From what I've read train speeds etc are even resticted by power through the over head. So high speed trains running under 1500dc (NL) and 3000dc (B) hace much lower speeds and total power. Even German ICE's and French TGV's have a lower top speed on the German 15kv AC lines than the 25kv lines on the LGV's in F,B,NL etc.

As for wind, I notice that German overhead has a tiny wire running from the registration arm to the main bracket which helps with wind. Could work here, esp on the ECML Vale of York section, but would require a redesign of the overhead.
http://commons.wikimedia.org/wiki/File:Oberleitung_Mannheim-Stuttgart.jpg You can just see the tiny wires here on this picture.

Anyway, included is a picture of a shoe that came off my train between Victoria and Clapham. After the nice men on all over high viz came along they dumped the naughty part in the rear cab.

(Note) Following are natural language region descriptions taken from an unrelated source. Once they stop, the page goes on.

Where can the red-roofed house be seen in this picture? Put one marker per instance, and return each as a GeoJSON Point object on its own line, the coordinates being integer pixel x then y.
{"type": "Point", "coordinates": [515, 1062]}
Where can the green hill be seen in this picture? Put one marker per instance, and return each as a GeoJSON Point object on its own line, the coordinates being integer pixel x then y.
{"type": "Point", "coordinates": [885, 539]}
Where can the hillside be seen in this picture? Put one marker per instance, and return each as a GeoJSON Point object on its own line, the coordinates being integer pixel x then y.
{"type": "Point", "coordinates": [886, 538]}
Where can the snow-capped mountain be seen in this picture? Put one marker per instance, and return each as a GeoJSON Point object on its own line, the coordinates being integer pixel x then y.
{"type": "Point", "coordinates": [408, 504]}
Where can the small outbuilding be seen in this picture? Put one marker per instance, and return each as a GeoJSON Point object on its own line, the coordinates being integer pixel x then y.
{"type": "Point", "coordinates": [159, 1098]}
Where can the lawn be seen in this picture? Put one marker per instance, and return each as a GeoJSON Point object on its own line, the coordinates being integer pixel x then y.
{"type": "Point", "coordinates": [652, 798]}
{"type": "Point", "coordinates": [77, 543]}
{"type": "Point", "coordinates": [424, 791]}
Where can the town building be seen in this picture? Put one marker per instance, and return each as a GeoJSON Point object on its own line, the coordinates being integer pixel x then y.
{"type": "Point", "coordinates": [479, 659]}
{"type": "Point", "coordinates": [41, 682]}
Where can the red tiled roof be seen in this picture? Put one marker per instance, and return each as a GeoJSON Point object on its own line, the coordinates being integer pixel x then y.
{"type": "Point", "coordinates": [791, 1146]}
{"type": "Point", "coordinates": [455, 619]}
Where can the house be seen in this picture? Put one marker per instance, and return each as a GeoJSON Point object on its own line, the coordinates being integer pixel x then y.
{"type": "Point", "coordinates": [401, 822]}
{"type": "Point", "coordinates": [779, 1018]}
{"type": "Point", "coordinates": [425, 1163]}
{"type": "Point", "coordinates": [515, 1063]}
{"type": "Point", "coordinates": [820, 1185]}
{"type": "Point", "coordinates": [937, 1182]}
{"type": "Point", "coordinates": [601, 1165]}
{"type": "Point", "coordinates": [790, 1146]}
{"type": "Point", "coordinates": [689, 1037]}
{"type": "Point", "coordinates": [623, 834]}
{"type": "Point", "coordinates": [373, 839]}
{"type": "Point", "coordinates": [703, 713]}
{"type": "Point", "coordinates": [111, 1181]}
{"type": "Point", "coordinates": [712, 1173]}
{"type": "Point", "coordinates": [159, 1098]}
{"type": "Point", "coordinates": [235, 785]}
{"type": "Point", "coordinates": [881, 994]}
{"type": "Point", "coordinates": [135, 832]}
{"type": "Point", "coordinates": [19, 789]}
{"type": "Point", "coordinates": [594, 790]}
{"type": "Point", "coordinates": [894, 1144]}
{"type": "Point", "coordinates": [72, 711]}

Delay 1.5 hours.

 

[Bald Rick]

Dual electrified track is kept to a minimum, isn't it, because the two systems have different earthing requirements? I gather the heavier the traffic, the bigger the problem. Somebody on another thread within the last year said that on the dual-electrified stretch of Thameslink there's a lot of sophisticated and expensive equipment to switch the earthing system between the passage of one train and the next.

The TL core is an unusual case, as it is built for 30tph in a recovery situation, all 12 car, 5MW units. And the feeder station for the third rail is between Blackfriars and City Thameslink (and it's a whopper), so there is a lot of return current flowing around along with the potential for stray currents. The presence of the LU traction system at Farringdon doesn't help either. So there is a contractor system that switches between the earthing systems, literally following the trains using track circuit indications.
--- old post above --- --- new post below ---

From what I've read train speeds etc are even resticted by power through the over head. So high speed trains running under 1500dc (NL) and 3000dc (B) hace much lower speeds and total power. Even German ICE's and French TGV's have a lower top speed on the German 15kv AC lines than the 25kv lines on the LGV's in F,B,NL etc.

Almost every DC compatible unit delivered here in the past decade or so has had the power artificially limited on the DC as it would overload the traction supply system. Compare a 377/5 at full acceleration on the Brighton main line vs the MML.